Höchste Produktqualität zu jeder Zeit – ein Ziel, das wohl jedes Unternehmen anstrebt. Doch auch für den Fall eines Mangels sollte sich ein Betrieb gut vorbereiten, um größeren Schaden abzuwenden. Im Interview erklärt Rechtsanwalt Dr. Markus Grube von der Kanzlei für Lebensmittel- und Verbrauchsgüterrecht, KWG Rechtsanwälte, worauf es im Ernstfall ankommt.

Herr Dr. Grube, was muss ein Unternehmen tun, wenn es mit einem potenziellen Qualitätsmangel konfrontiert wird?

Zunächst einmal ist das Unternehmen verpflichtet, der Sache nachzugehen. Das Produkt und seine Bestandteile sollten intern und durch externe, fachlich geeignete Labore genau untersucht werden. Denn sollte sich die Vermutung eines Mangels bestätigen, kann es sein, dass bestimmte gesetzliche Regelungen greifen, die Maßnahmen zwingend erforderlich machen. Um sich Klarheit zu verschaffen sollten Untersuchungs- und Laborergebnisse ebenso wie Kundenhinweise und Verbraucherbeschwerden nachvollzogen und bewertet werden.

Welche Nachweise sollte ein Unternehmen stets zur Hand haben?

Kurzfristig verfügbar sein müssen in jedem Fall Nachweise, die Auskunft über die Herkunft von Produkten oder Waren, die für die Herstellung des eigenen Produktes verwendet wurden. Auch Angaben über Abnehmer des eigenen Produktes müssen vorliegen. Anders ausgedrückt: Der Weg eines Produktes und seiner Inhaltsstoffe müssen entlang der gesamten Wertschöpfungskette nachvollziehbar sein.

Welche Schritte müssen eingeleitet werden, wenn sich ein Mangel bestätigt?

Erhärtet sich der Verdacht, dass beispielsweise unsichere Lebensmittel in den Verkehr gebracht wurden, und damit also potenziell gesundheitsschädliche Produkte oder solche, welche zum Verzehr durch den Menschen ungeeignet sind, also schwere Qualitätsmängel aufweisen, müssen marktbezogene Maßnahmen, wie beispielsweise ein Rückruf des betroffenen Produktes in Betracht gezogen werden.
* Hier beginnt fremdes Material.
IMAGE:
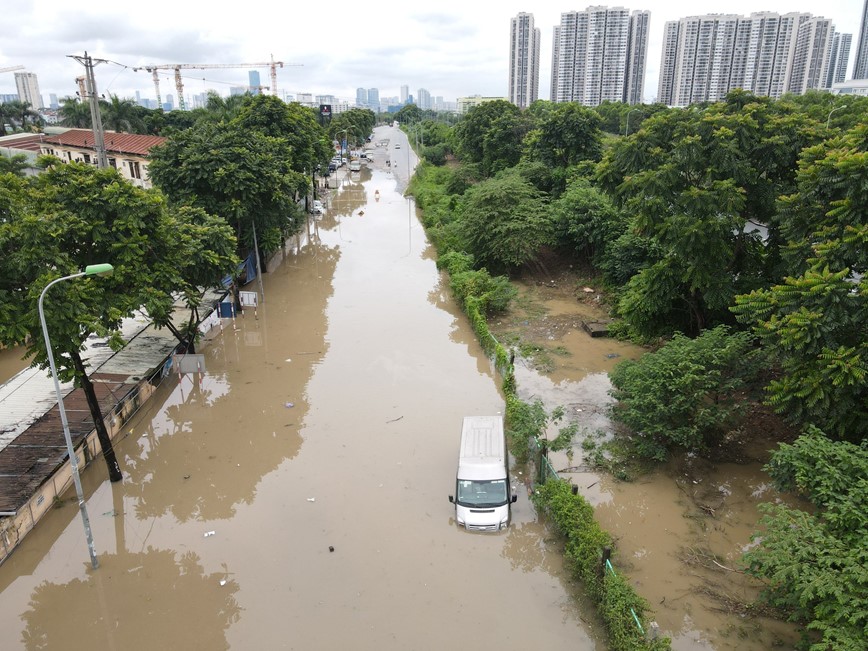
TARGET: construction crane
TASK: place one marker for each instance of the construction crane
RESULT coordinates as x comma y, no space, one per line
179,84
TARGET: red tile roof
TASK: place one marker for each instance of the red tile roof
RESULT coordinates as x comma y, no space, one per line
122,143
26,142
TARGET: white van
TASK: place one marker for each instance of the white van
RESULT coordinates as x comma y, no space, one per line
483,496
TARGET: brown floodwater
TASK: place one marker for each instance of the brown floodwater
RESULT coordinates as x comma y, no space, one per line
295,495
680,530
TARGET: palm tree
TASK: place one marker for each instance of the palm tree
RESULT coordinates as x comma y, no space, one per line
121,115
74,113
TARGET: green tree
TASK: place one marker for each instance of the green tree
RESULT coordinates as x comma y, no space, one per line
586,220
687,394
505,222
471,132
74,113
15,164
815,323
75,215
293,123
568,134
814,563
243,176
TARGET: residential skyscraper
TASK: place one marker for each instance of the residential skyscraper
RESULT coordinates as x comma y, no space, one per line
838,59
28,89
601,55
556,40
524,42
769,54
860,69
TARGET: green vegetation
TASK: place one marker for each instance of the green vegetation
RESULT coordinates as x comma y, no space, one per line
687,394
814,563
733,236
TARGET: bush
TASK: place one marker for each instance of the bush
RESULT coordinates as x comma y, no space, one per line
687,394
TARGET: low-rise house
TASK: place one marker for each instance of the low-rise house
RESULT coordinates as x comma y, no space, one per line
126,152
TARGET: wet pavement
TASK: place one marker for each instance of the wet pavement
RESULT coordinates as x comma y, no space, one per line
295,495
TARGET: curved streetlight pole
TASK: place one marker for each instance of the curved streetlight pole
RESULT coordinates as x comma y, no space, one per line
90,270
627,127
837,108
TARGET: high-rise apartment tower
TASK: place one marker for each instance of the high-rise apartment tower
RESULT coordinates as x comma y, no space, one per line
860,69
600,55
524,42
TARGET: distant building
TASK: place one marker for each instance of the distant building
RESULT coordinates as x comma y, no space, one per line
556,40
768,54
838,59
467,103
860,69
600,56
28,89
374,99
127,153
524,44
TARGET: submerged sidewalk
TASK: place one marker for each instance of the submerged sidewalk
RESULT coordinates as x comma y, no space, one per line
34,468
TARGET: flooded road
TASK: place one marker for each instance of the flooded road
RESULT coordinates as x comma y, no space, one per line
680,530
295,496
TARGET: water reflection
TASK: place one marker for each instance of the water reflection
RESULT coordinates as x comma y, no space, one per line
161,596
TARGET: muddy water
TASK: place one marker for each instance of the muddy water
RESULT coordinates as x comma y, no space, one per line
328,420
681,530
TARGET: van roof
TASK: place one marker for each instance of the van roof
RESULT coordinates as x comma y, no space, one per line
483,448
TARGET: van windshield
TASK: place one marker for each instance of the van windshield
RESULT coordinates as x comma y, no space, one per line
482,493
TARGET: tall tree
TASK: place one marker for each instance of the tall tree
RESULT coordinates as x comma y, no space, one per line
816,321
243,176
75,215
506,222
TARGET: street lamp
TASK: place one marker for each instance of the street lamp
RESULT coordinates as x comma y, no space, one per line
627,127
837,108
90,270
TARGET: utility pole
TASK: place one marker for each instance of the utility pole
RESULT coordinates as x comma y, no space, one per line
95,115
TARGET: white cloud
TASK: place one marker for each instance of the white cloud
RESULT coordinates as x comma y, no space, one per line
451,48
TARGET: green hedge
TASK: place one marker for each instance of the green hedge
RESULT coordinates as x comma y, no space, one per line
616,600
Wann muss ich einen offiziellen Rückruf starten? Wie muss dieser veröffentlicht werden?

Immer dann, wenn potentiell gesundheitsschädliche Lebensmittel im Umlauf sind, die den Endverbraucher erreicht haben können, müssen diese Produkte öffentlich zurückgerufen werden. Die Information über den Rückruf, die auch eine Warnung der Verbraucher vor dem weiteren Verzehr beinhaltet, findet über die Medien statt. Die Veröffentlichung des Rückrufs erfolgt in der Regel in Abstimmung mit den zuständigen Landesministerien über die entsprechenden Presseverteiler.
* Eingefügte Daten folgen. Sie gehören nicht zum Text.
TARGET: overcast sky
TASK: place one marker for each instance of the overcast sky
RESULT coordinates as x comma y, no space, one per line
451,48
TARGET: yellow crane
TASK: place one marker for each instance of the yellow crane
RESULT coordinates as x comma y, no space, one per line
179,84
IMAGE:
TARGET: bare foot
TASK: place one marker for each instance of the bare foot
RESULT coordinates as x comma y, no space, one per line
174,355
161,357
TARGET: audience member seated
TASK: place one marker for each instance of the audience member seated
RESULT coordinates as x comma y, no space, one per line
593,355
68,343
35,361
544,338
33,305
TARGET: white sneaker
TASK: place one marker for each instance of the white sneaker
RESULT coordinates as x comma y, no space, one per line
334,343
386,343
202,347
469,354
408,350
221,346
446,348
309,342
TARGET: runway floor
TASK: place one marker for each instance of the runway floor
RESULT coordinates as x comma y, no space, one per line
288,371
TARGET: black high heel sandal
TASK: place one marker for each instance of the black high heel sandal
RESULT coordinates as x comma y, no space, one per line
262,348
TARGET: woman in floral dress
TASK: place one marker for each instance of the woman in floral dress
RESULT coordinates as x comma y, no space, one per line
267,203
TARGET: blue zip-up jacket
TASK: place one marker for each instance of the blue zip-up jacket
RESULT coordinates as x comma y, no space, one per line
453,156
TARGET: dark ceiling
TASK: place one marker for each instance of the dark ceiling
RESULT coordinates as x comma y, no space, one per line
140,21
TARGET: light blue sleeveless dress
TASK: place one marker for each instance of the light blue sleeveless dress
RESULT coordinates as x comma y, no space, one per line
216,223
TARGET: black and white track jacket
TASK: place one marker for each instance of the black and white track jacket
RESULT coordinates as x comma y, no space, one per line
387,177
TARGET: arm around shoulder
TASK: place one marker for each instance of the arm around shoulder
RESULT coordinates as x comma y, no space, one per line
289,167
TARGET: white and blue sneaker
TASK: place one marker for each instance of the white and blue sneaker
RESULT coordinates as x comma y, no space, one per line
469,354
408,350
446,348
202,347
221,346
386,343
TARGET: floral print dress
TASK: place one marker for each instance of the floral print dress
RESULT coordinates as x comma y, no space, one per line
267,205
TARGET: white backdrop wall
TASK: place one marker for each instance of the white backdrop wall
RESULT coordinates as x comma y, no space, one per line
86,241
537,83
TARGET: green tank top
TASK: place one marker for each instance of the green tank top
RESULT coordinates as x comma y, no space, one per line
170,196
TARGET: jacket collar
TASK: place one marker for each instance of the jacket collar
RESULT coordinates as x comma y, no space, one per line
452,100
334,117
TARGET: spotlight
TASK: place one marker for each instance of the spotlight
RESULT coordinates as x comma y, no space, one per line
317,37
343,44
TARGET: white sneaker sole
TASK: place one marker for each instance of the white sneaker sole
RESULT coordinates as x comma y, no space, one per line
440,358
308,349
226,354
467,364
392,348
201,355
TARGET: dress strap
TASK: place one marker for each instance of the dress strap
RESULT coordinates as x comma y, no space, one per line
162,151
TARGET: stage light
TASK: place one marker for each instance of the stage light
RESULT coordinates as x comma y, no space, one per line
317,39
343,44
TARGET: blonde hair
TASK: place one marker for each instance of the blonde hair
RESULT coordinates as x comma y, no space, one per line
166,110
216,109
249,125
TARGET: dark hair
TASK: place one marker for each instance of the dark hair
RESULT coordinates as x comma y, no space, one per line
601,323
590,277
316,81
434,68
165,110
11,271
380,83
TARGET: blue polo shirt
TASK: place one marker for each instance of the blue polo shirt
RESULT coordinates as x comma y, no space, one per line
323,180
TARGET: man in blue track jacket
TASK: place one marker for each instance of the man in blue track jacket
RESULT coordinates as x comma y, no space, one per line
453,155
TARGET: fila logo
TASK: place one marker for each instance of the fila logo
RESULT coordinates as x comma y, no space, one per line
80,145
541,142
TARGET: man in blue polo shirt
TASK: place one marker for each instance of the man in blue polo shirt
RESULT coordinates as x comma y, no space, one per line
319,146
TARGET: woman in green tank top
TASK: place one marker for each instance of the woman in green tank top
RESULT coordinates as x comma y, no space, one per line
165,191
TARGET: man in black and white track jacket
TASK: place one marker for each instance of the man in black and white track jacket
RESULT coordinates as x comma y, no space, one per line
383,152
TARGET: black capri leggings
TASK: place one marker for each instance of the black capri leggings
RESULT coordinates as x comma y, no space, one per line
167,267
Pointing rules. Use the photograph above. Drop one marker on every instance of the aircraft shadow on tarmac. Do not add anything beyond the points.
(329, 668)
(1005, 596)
Welche Fehler werden am häufigsten im Umgang mit Produktrückrufen begangen?

Am schwersten Wiegen einerseits öffentliche Rückrufe, die nicht erforderlich sind, sowie andererseits unterlassene Rückrufe. Beides führt – zu unterschiedlichen Zeitpunkten – zu einem Imageschaden, der für ein Unternehmen mitunter eine existenzielle Bedrohung darstellt. Generell problematisch sind aber auch nicht konsequente Vorgehensweisen. Klar ist: Ein Lebensmittel ist entweder sicher oder es ist unsicher. Dazwischen gibt es nichts. Deshalb darf es auch keine „halben Maßnahmen“ geben, wie beispielweise den „stillen Rückruf“, wenn ein öffentlicher Rückruf gefordert ist. Grundsätzlich gilt: Unternehmen die im Falle eines Mangels nicht von Anfang an mit offenen Karten spielen und sich gegenüber Verbrauchern, Handelspartnern und Behörden nicht in dem erforderlichen Maße transparent zeigen, können nur verlieren.

Wie sollte eine ideale Kommunikationshaltung während einer Krise aussehen? Welche Rolle spielen Behörden? Welche Informationen muss ich an wen und in welcher Frist weiterleiten?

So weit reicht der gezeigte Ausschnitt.